Österreich soll Drehscheibe gewesen sein – Italiens Manager werben um Vertrauen
Jetzt rückt auch Wien in den Fokus der Parmalat-Ermittler

Der Skandal um den italienischen Parmalat-Konzern hat mittlerweile auch Österreich erfasst. Die Strafverfolger gehen davon aus, dass Wien eine Schlüsselrolle bei den undurchsichtigen Geldtransaktionen in diversen Steueroasen gespielt hat.

hst/mab/ug MAILAND/WIEN. „Es sieht so aus, als wäre hier eine Drehscheibe gewesen", sagte der Leiter der Wiener Staatsanwaltschaft für Wirtschaftskriminalität, Erich Müller. „Wir haben die gesamten Buchhaltungsunterlagen von Parmalat Austria angefordert und müssen sie jetzt analysieren.“

Parmalat Austria galt bisher lediglich als Zwischengesellschaft für eine 25prozentige Beteiligung an der niederösterreichischen Molkerei NÖM. Laut Presseberichten war die Gesellschaft allerdings alleinige Eigentümerin der Curcastle Corporation N. V. auf den niederländischen Antillen und über verschiedene Briefkastenfirmen auch an Bonlat Financing auf den Cayman- Inseln beteiligt. Als im Dezember bekannt wurde, dass ein Konto dieser Parmalat-Tochter mit einem Guthaben von vier Mrd. Euro nie existiert hatte, war der Betrugsfall auf geflogen.
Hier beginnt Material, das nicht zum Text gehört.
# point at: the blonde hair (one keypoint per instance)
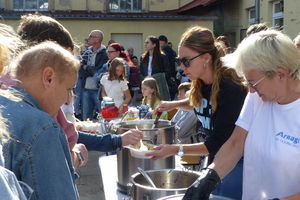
(276, 50)
(151, 83)
(46, 54)
(200, 39)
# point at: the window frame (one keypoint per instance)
(28, 9)
(277, 15)
(125, 10)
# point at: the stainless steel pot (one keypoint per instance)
(127, 165)
(167, 181)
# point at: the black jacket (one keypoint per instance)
(162, 65)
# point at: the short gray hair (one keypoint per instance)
(267, 51)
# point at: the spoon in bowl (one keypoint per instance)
(142, 146)
(147, 177)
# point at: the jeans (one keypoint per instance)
(231, 185)
(78, 98)
(90, 103)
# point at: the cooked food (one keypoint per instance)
(147, 144)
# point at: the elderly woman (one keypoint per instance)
(9, 185)
(38, 152)
(267, 130)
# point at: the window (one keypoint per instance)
(251, 16)
(30, 4)
(125, 5)
(278, 16)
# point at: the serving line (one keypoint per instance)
(108, 167)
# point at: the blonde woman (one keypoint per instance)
(217, 95)
(10, 188)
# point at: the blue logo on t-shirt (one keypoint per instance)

Zudem war Parmalat über die Curcastle Corporation zu knapp 96 % Eigentümerin der Parmalat Africa Ltd. auf Mauritius. Zu diesem Teil des Firmen-Geflechts gehören zwei südafrikanische Unternehmen, deren Wert laut Berichten zu hoch angegeben worden war. Um Schwierigkeiten mit den italienischen Buchprüfern zu vermeiden, waren die Beteiligungen für 180 Mill. Euro an Parmalat Austria verkauft worden. Die Wiener GmbH blieb den Betrag bis heute schuldig. Geschäftsführer Claudio Pessina von Parmalat Austria sitzt bereits in Untersuchungshaft.